Eur J Med Res. 2026 Feb 14. doi: 10.1186/s40001-026-04053-0. Online ahead of print.
ABSTRACT
INTRODUCTION: Idiopathic Granulomatous Mastitis (IGM) is a chronic inflammatory disease that affects women of childbearing age and is prone to recurrence. The M-score can be used to measure the severity of symptoms and assess the response to treatment in IGM patients. The aim of this study is to investigate the effect of the initial M-score on the recurrence of the disease in IGM patients.
MATERIAL AND METHODS: A total of 90 patients who were clinically and histopathologically diagnosed with IGM were included in the present study. The patient data were analyzed retrospectively. The M-score, which provides more objective data, was used to evaluate the severity of symptoms. Disease recurrence rates were compared with the initial M-score.

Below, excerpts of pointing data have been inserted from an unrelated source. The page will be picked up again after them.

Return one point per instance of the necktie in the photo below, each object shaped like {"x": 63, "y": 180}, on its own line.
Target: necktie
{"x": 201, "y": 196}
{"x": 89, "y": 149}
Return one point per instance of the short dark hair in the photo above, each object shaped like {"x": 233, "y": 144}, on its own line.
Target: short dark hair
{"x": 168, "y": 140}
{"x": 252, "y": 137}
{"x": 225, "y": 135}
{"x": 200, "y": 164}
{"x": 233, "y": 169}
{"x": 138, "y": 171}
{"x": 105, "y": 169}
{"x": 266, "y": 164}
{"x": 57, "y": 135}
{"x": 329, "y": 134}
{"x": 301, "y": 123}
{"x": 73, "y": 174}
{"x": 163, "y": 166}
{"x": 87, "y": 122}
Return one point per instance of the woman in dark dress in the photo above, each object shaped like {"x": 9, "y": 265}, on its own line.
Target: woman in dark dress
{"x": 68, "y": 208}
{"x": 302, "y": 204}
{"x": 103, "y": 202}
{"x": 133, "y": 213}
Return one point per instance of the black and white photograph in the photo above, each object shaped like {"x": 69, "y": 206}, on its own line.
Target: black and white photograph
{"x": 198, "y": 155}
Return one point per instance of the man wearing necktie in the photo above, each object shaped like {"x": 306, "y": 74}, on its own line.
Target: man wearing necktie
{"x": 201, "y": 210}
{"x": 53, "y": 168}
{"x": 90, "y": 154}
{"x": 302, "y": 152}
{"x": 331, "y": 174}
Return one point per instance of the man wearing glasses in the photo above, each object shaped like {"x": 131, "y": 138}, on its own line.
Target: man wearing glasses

RESULTS: The recurrence rate in patients with abscesses was higher (93.18%) than in patients without abscesses (60.87%) (p < 0.001). No statistically significant differences were found when analysing the recurrence rates in patients who underwent surgery (p = 0.518). When analysing recurrence rates according to initial M-score values, patients with an initial M-score of ≥ 5 had a significantly higher recurrence rate (98.4%) than patients with an initial M-score < 5 (24%) (p < 0.001).
CONCLUSION: The treatment of IGM patients depends on the patient’s symptoms. For this reason, a scoring system is needed to define the symptoms and interpret the response to treatment more objectively. The M-score is at a level that can meet this need. In the present study, the recurrence rate was found to be higher in patients with an initial M-score ≥ 5 than in patients with an M-score < 5, which leads us to the idea of initiating more aggressive treatment than observation or mono-treatment in patients with high M-scores at the time of presentation.